Biology of a Large Language Model - chunhualiao/public-docs GitHub Wiki
https://transformer-circuits.pub/2025/attribution-graphs/biology.html
The linked paper introduces a novel method for reverse-engineering language models using attribution graphs, demonstrated through case studies on Claude 3.5 Haiku. Here’s a structured breakdown of its key insights:
Core Methodology
-
Local Replacement Models:
The researchers build simplified, interpretable proxy models that:- Use human-interpretable features (e.g., concepts like “Texas” or “rhyme scheme”)
- Inherit attention patterns from the original model
- Include error nodes to quantify gaps in interpretability[1]
-
Attribution Graphs:
These directed graphs map how features interact to produce outputs:- Nodes represent conceptual features
- Edges show causal relationships between features
- Pruned and grouped into supernodes for readability[1]
-
Validation via Interventions:
Hypothesized mechanisms are tested by:- Inhibiting/activating specific feature clusters
- Measuring downstream effects on model behavior[1]
The article clarifies that attribution graphs and simplified proxy models are distinct but interconnected components of their interpretability framework:
-
Simplified Proxy Models
These are purpose-built replacements for the original model ([1][4]):- Use human-interpretable features (e.g., "Texas" or "rhyme scheme")
- Inherit attention patterns from Claude 3.5 Haiku
- Include error nodes to quantify interpretability gaps
-
Attribution Graphs
These are computational maps derived from the proxy models ([1][4]):- Show causal relationships between features in the proxy model
- Pruned to 10% of original nodes while retaining 80% explanatory power
- Group related features into supernodes for readability
Key Differences
Aspect | Proxy Models | Attribution Graphs |
---|---|---|
Purpose | Mimic original model's behavior | Visualize causal pathways in proxy models |
Structure | Functional neural networks | Directed graphs with nodes/edges |
Validation | Match original model's outputs | Tested via feature inhibition/activation |
The proxy models act as interpretable substitutes for Claude 3.5 Haiku, while attribution graphs provide a mechanistic lens to understand how these proxies process information. Their combined use allows both behavioral fidelity and computational transparency.
Key Case Studies
1. Multi-Step Reasoning
For the prompt “Fact: the capital of the state containing Dallas is”:
- The attribution graph revealed two distinct steps:
Dallas → Texas
→Texas + capital → Austin
[1] - Intervention proof: Suppressing “Texas” features caused outputs like “Sacramento” when California-related features were activated[1]
2. Poetry Planning
When generating rhyming couplets:
- Pre-writing planning: Features for candidate end-words (e.g., “rabbit”) activated before composing the line[1]
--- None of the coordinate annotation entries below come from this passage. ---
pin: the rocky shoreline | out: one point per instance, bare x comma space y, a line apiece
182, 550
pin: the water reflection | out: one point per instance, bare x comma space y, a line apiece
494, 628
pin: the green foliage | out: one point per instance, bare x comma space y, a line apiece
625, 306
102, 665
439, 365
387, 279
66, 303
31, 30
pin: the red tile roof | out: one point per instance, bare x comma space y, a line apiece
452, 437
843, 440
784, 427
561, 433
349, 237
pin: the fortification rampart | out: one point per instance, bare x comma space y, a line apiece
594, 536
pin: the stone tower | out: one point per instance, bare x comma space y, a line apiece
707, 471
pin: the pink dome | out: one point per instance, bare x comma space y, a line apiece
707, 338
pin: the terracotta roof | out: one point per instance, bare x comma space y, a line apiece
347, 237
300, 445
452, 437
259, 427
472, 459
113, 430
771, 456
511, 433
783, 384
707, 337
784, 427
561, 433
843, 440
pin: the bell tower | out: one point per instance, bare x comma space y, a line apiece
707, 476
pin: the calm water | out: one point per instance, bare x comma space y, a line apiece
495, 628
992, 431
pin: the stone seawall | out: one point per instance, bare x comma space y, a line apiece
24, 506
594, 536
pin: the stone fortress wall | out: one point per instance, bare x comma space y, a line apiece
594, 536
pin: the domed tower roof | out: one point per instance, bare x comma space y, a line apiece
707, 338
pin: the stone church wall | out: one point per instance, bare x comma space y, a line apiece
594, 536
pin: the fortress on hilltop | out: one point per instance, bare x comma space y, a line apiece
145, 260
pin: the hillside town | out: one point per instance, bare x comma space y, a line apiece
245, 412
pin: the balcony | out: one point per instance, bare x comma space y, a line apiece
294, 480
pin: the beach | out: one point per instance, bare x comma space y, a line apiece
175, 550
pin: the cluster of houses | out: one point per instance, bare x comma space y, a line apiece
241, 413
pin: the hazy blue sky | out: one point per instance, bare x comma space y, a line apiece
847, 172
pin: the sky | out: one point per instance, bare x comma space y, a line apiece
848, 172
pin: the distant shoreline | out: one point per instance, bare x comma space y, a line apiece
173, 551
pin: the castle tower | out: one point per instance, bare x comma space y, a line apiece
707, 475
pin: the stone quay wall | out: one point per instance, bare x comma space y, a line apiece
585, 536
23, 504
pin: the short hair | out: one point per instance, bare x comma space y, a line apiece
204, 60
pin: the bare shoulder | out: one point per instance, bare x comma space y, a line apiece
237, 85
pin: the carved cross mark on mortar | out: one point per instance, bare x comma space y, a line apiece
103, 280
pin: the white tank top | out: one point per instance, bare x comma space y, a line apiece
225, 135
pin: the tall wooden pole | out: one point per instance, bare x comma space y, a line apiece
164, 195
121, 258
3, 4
- Backward chaining: The model structures intermediate words (e.g., “like a”) to reach the planned rhyme[1]
- Steering experiments showed 70% success rate in forcing specific end-words via feature injections[1]
3. Multilingual Processing
For prompts meaning “big” in English, French, and Chinese:
- Shared language-agnostic features handled the antonym operation (“small”)
- Language-specific features determined output syntax[1]
- Cross-lingual interventions: Swapping antonym/synonym operations worked across languages despite being derived from English data[1]
Limitations and Implications
- Partial interpretability: Attribution graphs explain ~25% of prompts analyzed[1]
- Scale dependence: Multilingual features become more prevalent in larger models[1]
- Practical impact: These methods help audit model reliability but remain labor-intensive
The work demonstrates that even advanced models like Claude 3.5 Haiku use human-like intermediate steps (e.g., planning, multi-hop reasoning), validated through rigorous experimentation. However, full reverse-engineering remains challenging due to the models’ inherent complexity[1].